Il concerto non è una semplice successione di brani, ma un viaggio che Giovanni, prendendoci per mano, ci fa fare nella sua vita. Prende il microfono e ci spiega, con le parole semplici e chiare di un bambino, ogni brano, com’è nato e cosa ha significato per lui.
Quindi Milano, quel monolocale e il lavoro da cameriere per poter vivere, sempre con quella speranza e quella forza d’animo che mai hanno lasciato il posto alla disillusione: Monolocale 7.30.
Poi il primo concerto al Blue Note di New York, quella pianista che aveva creduto in lui e il cassiere di supermercato che di fronte alla sua paura gli aveva detto “go with the flow”: Improvviso n° 1, Go with the flow, Room 108, Notte ad Harlem, Ciprea.
La paura prima dei concerti da calmare con il contatto con l’acqua, e nell’acqua quella maniacale attenzione ai particolari: Il nuotatore.
Quel qualcuno che lo guarda da lassù e lo guida: Ti scrivo.
Poi l’attacco di panico e quel lettino dell’ambulanza che diventa il teatro di splendide note: Panic.
La canzone d’amore: Il bacio.
Poi quella complessa improvvisazione, che però di improvvisato non ha nulla: Jazzmatic.
Poi Il vento, Luna e Qui danza.
Per terminare con le splendide L’orologio degli dei, Back to life e New renaissance.
Abbiamo viaggiato con lui per più di un’ora tra le sue note, le sue sensazioni, i pensieri, le paure, intorno e dentro alla sua vita quasi come fossimo in apnea. Intorno a noi il nulla, il silenzio ovattato dell’acqua, di fronte solo lui e il suo pianoforte, accarezzato dolcemente ad ogni brano, che quando Giovanni va via ci sembra per un attimo di tornare a respirare, di riprendere quelle funzioni vitali che per un po’ si erano fermate anche loro in assoluta contemplazione.
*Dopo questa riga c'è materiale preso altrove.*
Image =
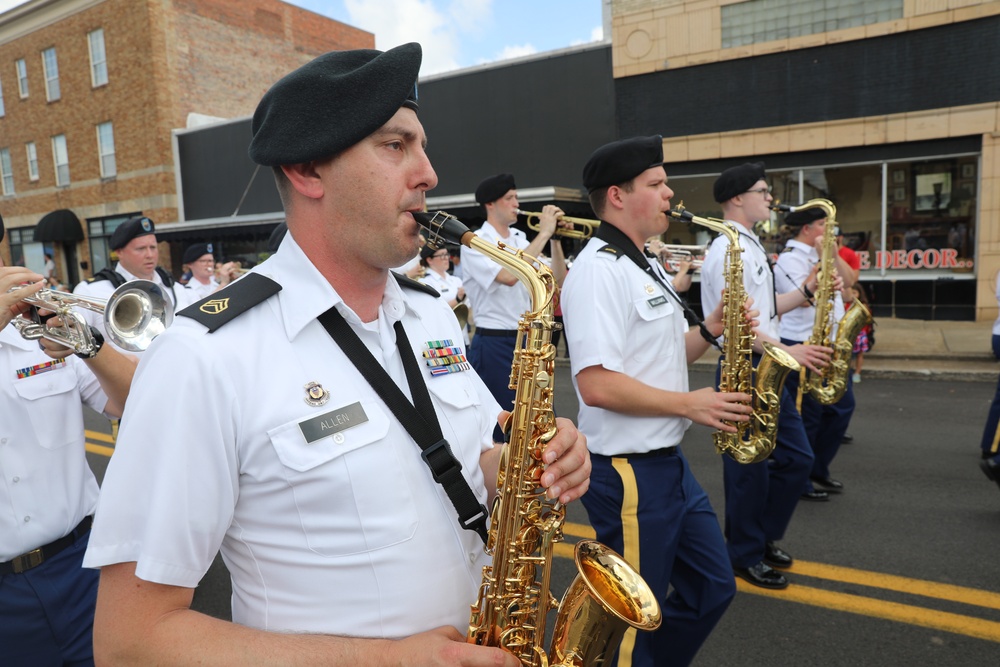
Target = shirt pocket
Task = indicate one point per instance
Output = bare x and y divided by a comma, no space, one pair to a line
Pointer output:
52,407
351,491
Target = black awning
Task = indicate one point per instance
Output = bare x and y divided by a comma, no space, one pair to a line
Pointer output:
60,226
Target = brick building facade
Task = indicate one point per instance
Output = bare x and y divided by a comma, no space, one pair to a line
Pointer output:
162,60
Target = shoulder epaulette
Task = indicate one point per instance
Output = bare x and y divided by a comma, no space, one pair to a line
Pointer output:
410,283
611,250
231,301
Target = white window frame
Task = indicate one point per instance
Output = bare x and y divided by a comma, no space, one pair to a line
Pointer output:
98,61
60,159
32,152
21,67
106,150
51,70
6,172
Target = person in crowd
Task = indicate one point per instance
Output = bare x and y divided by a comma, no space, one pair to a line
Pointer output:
990,444
343,544
630,349
825,424
47,598
134,241
496,296
760,497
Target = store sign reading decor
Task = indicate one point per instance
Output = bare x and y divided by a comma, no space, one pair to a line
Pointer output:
930,258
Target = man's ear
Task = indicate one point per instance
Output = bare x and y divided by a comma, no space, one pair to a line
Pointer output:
304,178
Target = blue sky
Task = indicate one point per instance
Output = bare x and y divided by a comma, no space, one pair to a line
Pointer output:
463,33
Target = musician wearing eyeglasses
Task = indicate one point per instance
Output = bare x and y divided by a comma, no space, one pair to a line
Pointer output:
760,497
330,448
630,350
49,492
496,297
134,242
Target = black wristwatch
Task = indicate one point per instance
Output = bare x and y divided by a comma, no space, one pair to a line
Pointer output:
98,344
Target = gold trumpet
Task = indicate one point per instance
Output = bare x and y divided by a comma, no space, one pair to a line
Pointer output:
135,314
583,228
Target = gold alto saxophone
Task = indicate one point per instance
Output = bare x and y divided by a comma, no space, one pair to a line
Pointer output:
829,386
607,596
754,440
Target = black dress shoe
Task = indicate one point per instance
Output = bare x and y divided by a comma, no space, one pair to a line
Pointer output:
829,484
777,557
762,575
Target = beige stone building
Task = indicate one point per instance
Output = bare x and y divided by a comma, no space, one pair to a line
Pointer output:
92,90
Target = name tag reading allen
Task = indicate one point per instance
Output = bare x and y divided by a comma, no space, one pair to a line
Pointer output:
333,422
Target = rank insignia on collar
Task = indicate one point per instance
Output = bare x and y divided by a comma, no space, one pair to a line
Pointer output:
444,357
316,395
214,306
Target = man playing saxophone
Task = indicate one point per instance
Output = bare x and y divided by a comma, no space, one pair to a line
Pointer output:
825,424
310,467
760,497
629,354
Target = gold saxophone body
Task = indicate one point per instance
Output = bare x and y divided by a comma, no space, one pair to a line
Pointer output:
607,596
754,440
829,386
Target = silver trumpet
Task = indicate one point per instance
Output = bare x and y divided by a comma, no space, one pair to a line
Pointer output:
135,314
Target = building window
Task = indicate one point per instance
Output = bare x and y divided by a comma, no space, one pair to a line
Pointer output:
767,20
106,149
32,160
22,77
98,59
6,172
51,67
60,157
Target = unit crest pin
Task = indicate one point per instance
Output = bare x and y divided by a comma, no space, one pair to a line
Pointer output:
316,395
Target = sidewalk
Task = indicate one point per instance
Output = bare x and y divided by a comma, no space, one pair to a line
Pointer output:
925,350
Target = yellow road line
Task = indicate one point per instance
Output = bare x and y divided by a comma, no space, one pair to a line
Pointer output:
892,582
892,611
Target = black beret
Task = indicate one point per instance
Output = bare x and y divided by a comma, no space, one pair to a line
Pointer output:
621,161
332,103
804,216
195,251
130,229
737,180
277,236
494,187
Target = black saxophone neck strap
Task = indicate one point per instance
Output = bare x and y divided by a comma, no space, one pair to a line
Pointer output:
418,418
616,238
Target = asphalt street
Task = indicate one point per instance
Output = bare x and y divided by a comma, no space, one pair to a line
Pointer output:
900,569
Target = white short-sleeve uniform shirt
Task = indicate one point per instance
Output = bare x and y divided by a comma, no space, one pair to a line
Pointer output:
494,306
618,317
347,534
790,273
757,277
48,487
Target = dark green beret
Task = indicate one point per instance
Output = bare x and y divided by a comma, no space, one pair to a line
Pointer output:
130,229
332,103
737,180
494,187
621,161
804,216
195,251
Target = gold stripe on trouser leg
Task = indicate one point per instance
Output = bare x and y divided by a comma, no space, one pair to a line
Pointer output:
630,537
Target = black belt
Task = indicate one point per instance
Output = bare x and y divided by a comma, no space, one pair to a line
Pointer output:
482,331
38,556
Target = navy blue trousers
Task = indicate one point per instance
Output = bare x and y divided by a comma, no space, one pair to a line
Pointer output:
761,497
825,424
655,514
47,612
991,433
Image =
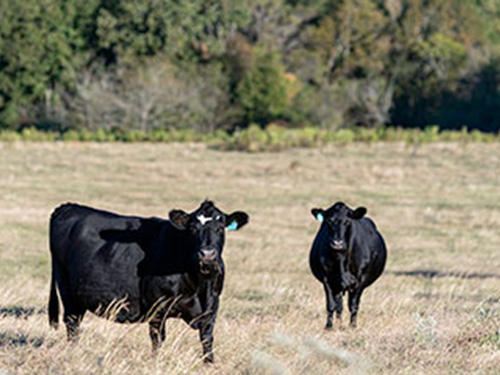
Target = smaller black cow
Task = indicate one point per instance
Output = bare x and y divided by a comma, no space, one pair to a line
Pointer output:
135,269
348,254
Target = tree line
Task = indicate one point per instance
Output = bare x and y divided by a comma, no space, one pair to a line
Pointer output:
226,64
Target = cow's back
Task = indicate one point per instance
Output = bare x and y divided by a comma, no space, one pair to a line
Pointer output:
98,257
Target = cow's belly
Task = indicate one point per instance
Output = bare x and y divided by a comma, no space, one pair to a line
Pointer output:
171,296
107,283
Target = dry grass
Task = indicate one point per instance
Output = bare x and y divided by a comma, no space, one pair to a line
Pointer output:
438,207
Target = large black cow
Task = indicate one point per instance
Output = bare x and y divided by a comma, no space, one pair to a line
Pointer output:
134,269
348,254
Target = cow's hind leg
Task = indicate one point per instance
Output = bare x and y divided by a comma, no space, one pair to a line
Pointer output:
354,298
333,303
73,312
157,333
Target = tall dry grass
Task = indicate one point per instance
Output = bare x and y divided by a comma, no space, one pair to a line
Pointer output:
434,311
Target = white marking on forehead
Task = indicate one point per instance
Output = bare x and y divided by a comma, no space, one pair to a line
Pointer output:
202,219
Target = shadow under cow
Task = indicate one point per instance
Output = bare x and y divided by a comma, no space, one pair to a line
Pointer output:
15,340
432,273
20,312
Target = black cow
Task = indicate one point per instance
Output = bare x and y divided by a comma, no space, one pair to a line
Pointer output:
134,269
348,254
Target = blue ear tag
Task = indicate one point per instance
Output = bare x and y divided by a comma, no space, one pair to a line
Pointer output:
232,226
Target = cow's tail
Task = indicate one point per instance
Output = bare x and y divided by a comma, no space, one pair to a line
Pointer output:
53,299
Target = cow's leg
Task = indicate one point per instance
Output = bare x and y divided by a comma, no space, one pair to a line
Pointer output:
207,331
333,303
207,339
338,305
157,333
354,298
73,316
73,313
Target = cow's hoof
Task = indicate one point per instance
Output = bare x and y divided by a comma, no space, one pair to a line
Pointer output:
208,359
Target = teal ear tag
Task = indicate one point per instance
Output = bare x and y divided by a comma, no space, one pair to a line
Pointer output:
232,226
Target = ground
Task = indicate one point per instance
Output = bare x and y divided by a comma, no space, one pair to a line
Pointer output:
435,310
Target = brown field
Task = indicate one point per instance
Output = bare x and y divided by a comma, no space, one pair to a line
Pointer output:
435,310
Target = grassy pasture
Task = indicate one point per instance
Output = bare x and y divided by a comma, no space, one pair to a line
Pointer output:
436,309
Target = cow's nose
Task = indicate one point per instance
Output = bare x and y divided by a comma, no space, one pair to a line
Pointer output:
208,255
338,244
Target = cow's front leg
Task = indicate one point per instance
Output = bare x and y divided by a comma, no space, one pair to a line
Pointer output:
207,333
157,333
333,303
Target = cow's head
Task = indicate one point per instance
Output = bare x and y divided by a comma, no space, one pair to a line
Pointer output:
338,220
206,228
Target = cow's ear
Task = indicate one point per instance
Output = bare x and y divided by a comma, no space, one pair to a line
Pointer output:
179,218
236,220
318,214
358,213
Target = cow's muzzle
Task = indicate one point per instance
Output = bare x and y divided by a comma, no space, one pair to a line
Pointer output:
338,245
209,262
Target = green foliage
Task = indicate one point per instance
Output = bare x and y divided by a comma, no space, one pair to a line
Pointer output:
255,138
206,65
262,91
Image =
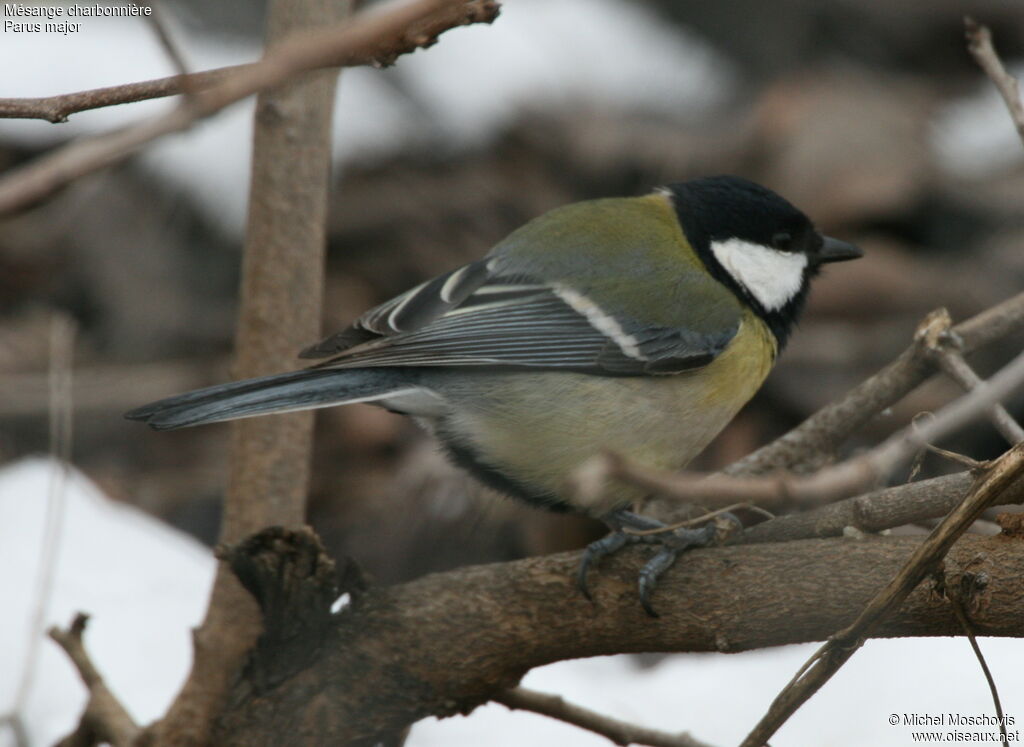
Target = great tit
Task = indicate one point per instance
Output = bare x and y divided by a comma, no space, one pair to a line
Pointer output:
640,325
Gli applausi sono scroscianti, intensi, continui. Lo fanno rientrare. Ci saluta con Come sei veramente, Prendimi e Aria. Poi rimane un po’ lì, in piedi, appoggiato con una mano al suo piano che gli da forza, sorride e china la testa, chiuso nelle spalle, tiene nascosti gli occhi forse emozionati dietro gli occhiali e quei capelli che lo difendono dal mondo, mentre di fronte a lui 2500 persone si alzano in piedi ad applaudire, ed applaudono e applaudono ancora per diversi minuti.
Ore 22:45
Si torna alle macchine. Con dei bei sorrisi sui volti. A me è venuto per un istante da pensare che queste sono le occasioni per ringraziare Dio, se ci si crede, di essere nati in questo tempo. In questo tempo di meschinità, disillusione, rabbia, dolore, corruzione, falsità e rifiuti, per avere la possibilità di ascoltare dal vivo le note e le parole di un uomo così, di un uomo bambino che dei bambini non ha perso quel modo di osservare le cose della vita, di attraversarle e viverle, un modo fatto di immaginazione, fantasia, sogno, creatività e immensa genialità. Il mondo parlerà di Giovanni Allevi e del suo pianoforte per molti anni a venire, ne sono più che convinta.
Nel presentare un brano Giovanni ha detto “Ho sempre voluto che la musica mi scompigliasse il cuore”. Dopo un’ora e mezza seduti sulle poltrone dell’Auditorium, in completo silenzio ed assoluta contemplazione, possiamo dirti Giovanni, che la tua Musica ci ha scompigliato le ossa, i nervi, il sangue, i pensieri, le idee, le sensazioni, le emozioni, l’anima e il cuore. Grazie.